View Full Version : Excel to XML with Python

11-11-2010, 10:34 PM
I really need some help. I am a relatively new Python programmer, but I am not that familiar with XML. I have been tasked with creating an XML file from an Excel spreadsheet. The structure of the XML file is set by my vendor. I have a sample XML file, as well as an XSD file, but I am not sure how to progress.

I have been able to pull the data out of the Excel file in to a CSV using lxrd, but I am stuck there. I have created a header row in my CSV to create the appropriate tags in XML, but I cannot get the format to match the sample XML.

My next thought was to replace all the data in the sample XML file with variables (e.g. $2C), and to do a search and replace using the CSV. This seems to be very awkward (and truthfully, I don't know how to script that).

I am not opposed to doing the work, and I would love to actually learn how to do this, but I could really use some assistance.

Thanks in advance!!

11-12-2010, 11:43 PM
It can all be as easy as this:

# xlrd usage, see: http://scienceoss.com/read-excel-files-from-python/
import xlrd

# Open the XLS file as a "workbook" and select the first sheet as our source.
# We'll get our tag names from the sheet's first row contents.
wb = xlrd.open_workbook("my_excel_file.xls")
sh = wb.sheet_by_index(0)
tags = [n.replace(" ", "").lower() for n in sh.row_values(0)]

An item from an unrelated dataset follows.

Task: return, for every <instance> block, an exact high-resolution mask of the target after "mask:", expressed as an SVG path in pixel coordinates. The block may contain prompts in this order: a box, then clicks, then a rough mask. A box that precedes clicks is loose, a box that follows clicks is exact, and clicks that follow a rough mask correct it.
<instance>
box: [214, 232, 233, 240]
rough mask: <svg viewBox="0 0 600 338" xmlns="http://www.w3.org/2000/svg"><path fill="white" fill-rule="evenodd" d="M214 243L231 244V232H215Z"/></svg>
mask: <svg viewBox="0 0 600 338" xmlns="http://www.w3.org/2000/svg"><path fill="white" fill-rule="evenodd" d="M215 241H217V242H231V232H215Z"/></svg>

# This is going to come out as a string, which will write to a file in the end.
result = "<?xml version=\"1.0\" encoding=\"UTF-8\"?>\n<myItems>\n"

# Now, we'll just create a string that looks like an XML node for each row
# in the sheet. Of course, a lot of things will depend on the prescribed XML
# format but since we have no idea what it is, we'll just do this:
for row in range(1, sh.nrows):
result += " <item>\n"
for i in range(len(tags)):
tag = tags[i].encode("utf-8")
val = sh.row_values(row)[i].encode("utf-8")
result += " <%s>%s</%s>\n" % (tag, val, tag)
result += " </item>\n"

# Close our pseudo-XML string.
result += "</myItems>"

# Write the result string to a file using the standard I/O.
f = open("myfile.xml", "w")

But as I put in the comments, a lot depends on the prescribed XML format. Once we know that, we might (and I guess, should) use a real XML-processing module like xml.dom.minidom instead of writing strings out to file like this.

11-15-2010, 03:39 PM
Thanks for the response Samhain!! If I sent you the XML and XLS, would that be more helpful?? I also have an XSD for validation (but that is a lesser issue at this point).

11-16-2010, 03:40 AM
^ Of course, the XML and sample XLS would be helpful. Maybe you can attach them in your next reply so we can have a look?

11-16-2010, 02:44 PM
Here you go!! I appreciate all the help and advice!!

11-17-2010, 03:35 PM
Woohoo, now that's an example! Anyway, it was a good exercise.

First things first: in order to keep my sanity, I needed to write a helper class that provides a few methods for manipulating the XML (and the nodes) that we have to build. I've attached the script as a TXT file, you should replace the extension to .py if you want to try it.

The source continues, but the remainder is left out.